Holding a candle high, Ryan inspected some shelves. Aside from empty shoe boxes and wire coat hangers, there was nothing. “Damn. Find any of our packs anywhere while you were searching?” he asked.

Making sure the horses were dead, Mildred stood. “Not a thing. Just garbage and cobwebs.”

“Great. No horses, no food, only the ammo in our pockets,” Krysty growled. “Mebbe we should just head for the nearest redoubt and jump out of here. We’re not going to take the blues with what we have.”

“Mebbe,” Ryan said, walking toward the door. In the corridor, he turned, a new expression on his face. “Jak, in the parking lot you took a while to decide coming here. Why?”

“Odd tracks,” the teenager replied. “Horses here, greenies elsewhere. We want horses. Came here.”

“But they obviously took the saddles and backpacks someplace else.”

He shrugged. “Looks like.”

“Which means there are possibly a lot more of them,” Doc stated, then gestured grandly at the armory. “This degenerate abattoir is merely their kitchen, for lack of a better word.”

“We find their nest, we find our packs,” Dean concluded. “The ruins aren’t very big. It’ll only take us a few hours to recce.”

“Agreed,” Ryan said, working the bolt on his long-blaster. “Let’s go get those supplies back.”

Chapter Fourteen

Hidden in the shadows, a greenie watched the norms below from behind the sheet of mirrored glass in the tall building. He made fists, and the knuckle-thorns slid in and out as he debated attacking them now or waiting until they met the master and were helpless.

The choice was clear, and the symbiote left the room to gather more of his leafy brethren. Soon, oh, so very soon, the feasting would begin.

RETURNING OUTSIDE, Jak found the trail in the parking lot and started toward the ruins with the companions close behind.

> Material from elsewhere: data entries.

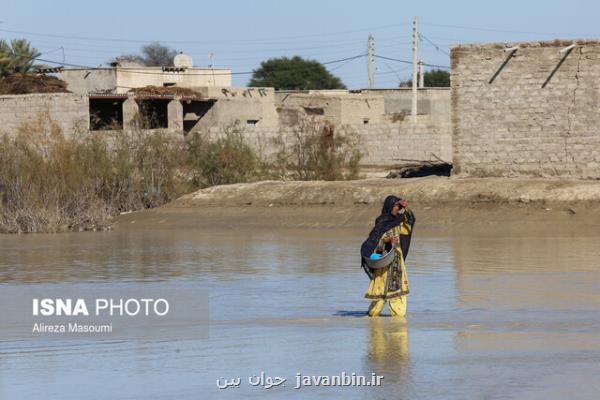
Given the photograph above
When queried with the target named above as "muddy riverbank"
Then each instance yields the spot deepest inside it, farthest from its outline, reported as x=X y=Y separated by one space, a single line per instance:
x=449 y=204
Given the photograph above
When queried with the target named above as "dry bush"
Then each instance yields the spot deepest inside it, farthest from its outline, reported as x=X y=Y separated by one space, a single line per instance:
x=53 y=183
x=228 y=158
x=318 y=151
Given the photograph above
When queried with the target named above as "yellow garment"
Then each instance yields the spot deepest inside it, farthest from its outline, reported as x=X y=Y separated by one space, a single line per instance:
x=378 y=287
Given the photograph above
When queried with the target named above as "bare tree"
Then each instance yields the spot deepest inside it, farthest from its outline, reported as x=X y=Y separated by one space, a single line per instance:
x=152 y=54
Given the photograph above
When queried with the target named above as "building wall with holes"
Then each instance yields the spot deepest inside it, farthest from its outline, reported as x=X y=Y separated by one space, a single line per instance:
x=121 y=80
x=533 y=111
x=23 y=112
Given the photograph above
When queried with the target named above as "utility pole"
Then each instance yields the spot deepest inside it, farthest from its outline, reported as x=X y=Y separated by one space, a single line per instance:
x=413 y=110
x=370 y=60
x=211 y=58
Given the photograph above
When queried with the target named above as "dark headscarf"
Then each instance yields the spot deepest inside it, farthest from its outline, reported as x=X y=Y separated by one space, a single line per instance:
x=383 y=223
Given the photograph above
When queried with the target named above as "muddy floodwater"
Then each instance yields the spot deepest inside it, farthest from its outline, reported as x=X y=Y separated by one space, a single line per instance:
x=491 y=315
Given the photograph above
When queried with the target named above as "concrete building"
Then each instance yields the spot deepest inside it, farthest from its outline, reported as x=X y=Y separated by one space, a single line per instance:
x=527 y=109
x=124 y=76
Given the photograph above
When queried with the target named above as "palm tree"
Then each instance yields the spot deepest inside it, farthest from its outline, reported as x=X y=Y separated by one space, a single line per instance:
x=18 y=56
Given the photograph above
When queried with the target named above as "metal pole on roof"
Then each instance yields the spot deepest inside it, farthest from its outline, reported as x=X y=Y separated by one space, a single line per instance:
x=370 y=61
x=413 y=110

The moon was descending toward a bank of clouds, signaling the end of night. Soon, Ryan and the others would be visible.

The square foundations of homes and stores lined the streets in an orderly procession, most of the holes filled with debris, sand and weeds. Rubble was everywhere underfoot, along with bits of rusting machinery and a dusting of sand. In another hundred years, the desert would claim the predark city, eventually swallowing the monoliths under windblown drifts. Already the windows facing windward were frosted white from the constant bombardment of the hard particles.

Intent on the trail, Jak darted past a manhole missing its cover. Ryan knew that the lid had been probably taken for the iron. Manhole covers made good armor for war wags, or folks could melt them down for horseshoes, or even nails. As a child, Ryan remembered finding a lot more of the smaller items from similar predark ruins. But now the buildings were getting picked clean, and people were turning to making things once more. Doc considered that a step toward rebuilding civilization, but Ryan wasn’t sure. The first things most folks made were blasters and gallows.

Stopping at an intersection, Jak went down on a knee to study the ground closely, his fingers hovering above the pavement. A bug was crushed at one point, and a stone overturned, its wet side now facing the nighttime sky.

“Trouble?” Ryan asked, cradling the longblaster in his arms. He could tell somebody had passed by very recently, but not how many, or where they were headed. Jak’s expertise was tracking.

“No prob,” the teenager replied, starting to move about in an ever expanding spiral. Frowning, he finally stood.